Courtesy of American Poems
There are very few types of poetry that I enjoy. Despite finishing an English Literature degree in 2009, we didn’t actually study that much poetry – the majority of teaching was on literary criticism, novels and prose. However, one of the units that I did take (in my third year) was on Contemporary American Literature. We spent a mere week looking at the Beat Generation in the 50′s/60′s and the way they, and the counterculture movement that’s long been associated with them, shifted perceptions across the USA and beyond.
The culmination of the beat poets was Allen Ginsberg’s Howl which bobs and weaves with playful language as it deals with everything from ‘The Man’ to the humble tramp on the street. It’s a remarkable piece of writing, and one that’s found the attention of cinema in a same-name film. Obscene, thought provoking and endlessly critiqued, go listen to Howl being read by Ginsberg himself.

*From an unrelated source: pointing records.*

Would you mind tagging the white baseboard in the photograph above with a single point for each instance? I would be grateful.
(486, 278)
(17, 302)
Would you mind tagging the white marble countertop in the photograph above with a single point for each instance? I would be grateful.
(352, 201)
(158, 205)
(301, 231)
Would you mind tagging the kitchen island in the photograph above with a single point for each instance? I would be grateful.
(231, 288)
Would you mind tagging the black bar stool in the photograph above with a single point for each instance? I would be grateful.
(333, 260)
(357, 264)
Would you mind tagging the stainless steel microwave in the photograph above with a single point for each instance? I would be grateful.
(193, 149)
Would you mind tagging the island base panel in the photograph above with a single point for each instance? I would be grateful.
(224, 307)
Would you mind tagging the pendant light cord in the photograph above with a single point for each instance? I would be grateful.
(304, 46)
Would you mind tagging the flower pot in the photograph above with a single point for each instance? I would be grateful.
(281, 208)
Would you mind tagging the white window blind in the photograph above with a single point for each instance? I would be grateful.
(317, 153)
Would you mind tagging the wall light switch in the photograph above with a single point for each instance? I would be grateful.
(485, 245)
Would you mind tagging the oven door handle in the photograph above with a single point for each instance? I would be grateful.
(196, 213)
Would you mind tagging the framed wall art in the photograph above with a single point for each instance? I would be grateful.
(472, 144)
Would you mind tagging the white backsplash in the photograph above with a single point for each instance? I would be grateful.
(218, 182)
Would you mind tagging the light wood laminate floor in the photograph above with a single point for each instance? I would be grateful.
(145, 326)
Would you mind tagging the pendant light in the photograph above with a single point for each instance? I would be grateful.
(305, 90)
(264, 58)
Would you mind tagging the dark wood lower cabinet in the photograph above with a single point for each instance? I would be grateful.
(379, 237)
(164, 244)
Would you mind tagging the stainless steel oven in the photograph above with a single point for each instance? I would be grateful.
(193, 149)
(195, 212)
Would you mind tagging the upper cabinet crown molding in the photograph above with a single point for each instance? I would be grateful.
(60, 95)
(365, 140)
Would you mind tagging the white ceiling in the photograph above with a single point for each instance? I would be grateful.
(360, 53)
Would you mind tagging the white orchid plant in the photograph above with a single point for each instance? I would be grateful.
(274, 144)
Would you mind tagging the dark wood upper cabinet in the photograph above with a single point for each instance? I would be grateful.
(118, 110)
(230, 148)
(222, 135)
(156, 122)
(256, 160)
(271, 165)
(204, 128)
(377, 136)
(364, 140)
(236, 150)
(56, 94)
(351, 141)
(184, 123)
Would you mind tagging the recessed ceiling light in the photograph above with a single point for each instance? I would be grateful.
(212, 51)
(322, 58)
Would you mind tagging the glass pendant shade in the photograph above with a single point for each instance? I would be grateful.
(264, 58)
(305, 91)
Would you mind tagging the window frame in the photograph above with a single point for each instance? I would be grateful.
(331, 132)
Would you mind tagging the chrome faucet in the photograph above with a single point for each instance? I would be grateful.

I’m looking forward to the film, purely to see what James Franco, one of my favourite actors, does with the role. Supposedly he’s managed to imitate Ginsberg fantastically getting his mannerisms and vocal quivers perfect. Franco’s a wonderful actor and an often ignored talent – hopefully this and his appearance in Boyle’s 127 Hours will help improve his mainstream appeal. Pineapple Express showed his versatility.
I like Howl so much that when I was in San Francisco for the first time, two years ago, I visited City Light Books and purchased a copy of it. It’s the only book of poetry that I own and the bag it came in is sellotaped to my wall.
Side note – Vincent Cassel who I talked about in the breathtaking Mesrine films is in Black Swan, the film that’s currently doing the Oscar-rounds. You learn something new every day. Concerning the counterculture movement, watch Easy Rider.